O que a declaração do ministro da Educação tem a ver com uma série adolescente da Netflix
date_range05/02/2019 às 13:48

Ministro Ricardo Vélez Rodríguez| Reprodução.

Jornalista Patrícia Mirelly

“Alguém que faz as regras, não que precisa segui-las”. A frase é da personagem Nadia Shanna, que sofre duplo preconceito na série espanhola “Elite”, exibida ano passado pela Netflix: por ser pobre e por ser mulçumana.

Na cena, Nádia confronta um professor no primeiro dia de aula: “Daqui sairão os futuros líderes”, ele diz, no afã de motivar os alunos. Ao que ela responde: “Esse é o meu medo”. 

Nádia e outros dois alunos foram transferidos de uma escola pública para um conceituado colégio da Espanha, após uma construtora ocasionar a destruição do prédio onde estudavam. A oferta das bolsas quer ser uma “retratação” ao “incidente”. E a notícia é suficiente para evidenciar o conflito de classes: “Um tarado, uma extremista e um estouradinho”, como são rotulados pelos veteranos já no primeiro dia de aula. 

Mas há um diálogo, em particular, vale ser reproduzido na íntegra. No afã de motivar os alunos a obterem notas elevadas, o professor explica a “técnica da curva dos sinos”:

- De um lado, fica a minoria com baixa capacidade intelectual. Do outro, fica a minoria extremamente inteligente. E a maioria fica no meio. Alguém leva um dez e alguém leva um zero. O resto fica por aqui [solto]. Nunca vão existir dois dez e dois zeros.

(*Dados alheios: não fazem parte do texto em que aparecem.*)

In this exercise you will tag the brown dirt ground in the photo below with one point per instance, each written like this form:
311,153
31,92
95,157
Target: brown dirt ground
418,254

Ao que um dos alunos questiona: 

- Mas isso não é meio injusto?

- Alunos, isso prepara vocês para a vida! Lá fora, se fizeram parte desses que não rendem tanto, não conseguem nada. E, no topo do pódio, não pode ter duas pessoas. 

As falas de Nádia e a técnica utilizada pelo colégio traduzem a recente declaração do ministro da educação, Ricardo Vélez Rodriguez, em entrevista ao jornal Valor Econômico, na qual afirma que “a ideia de universidade não é para todos”, por isso deve ser reservada à “elite intelectual”, ou seja, a minoria “extremamente inteligente”.

Por ser ministro da Educação, deveria considerar que muitos fatores influenciam as trajetórias dos estudantes, e que alguns desses fatores se chamam expectativa e educação de qualidade, fundamentais para que os alunos possam se engajar com a escola (neste caso, a universidade) e com a aprendizagem. 

Ocorre que a maioria dos jovens receia conceber a educação de qualidade como um direito, um campo valioso e requisito para a emancipação social e intelectual, justamente, por declarações como essas do ministro, que também considera ser mais conveniente ofertar ensino técnico, garantia de emprego. A diferença entre estas duas formas de ensino, graduação e técnico, está no início deste artigo.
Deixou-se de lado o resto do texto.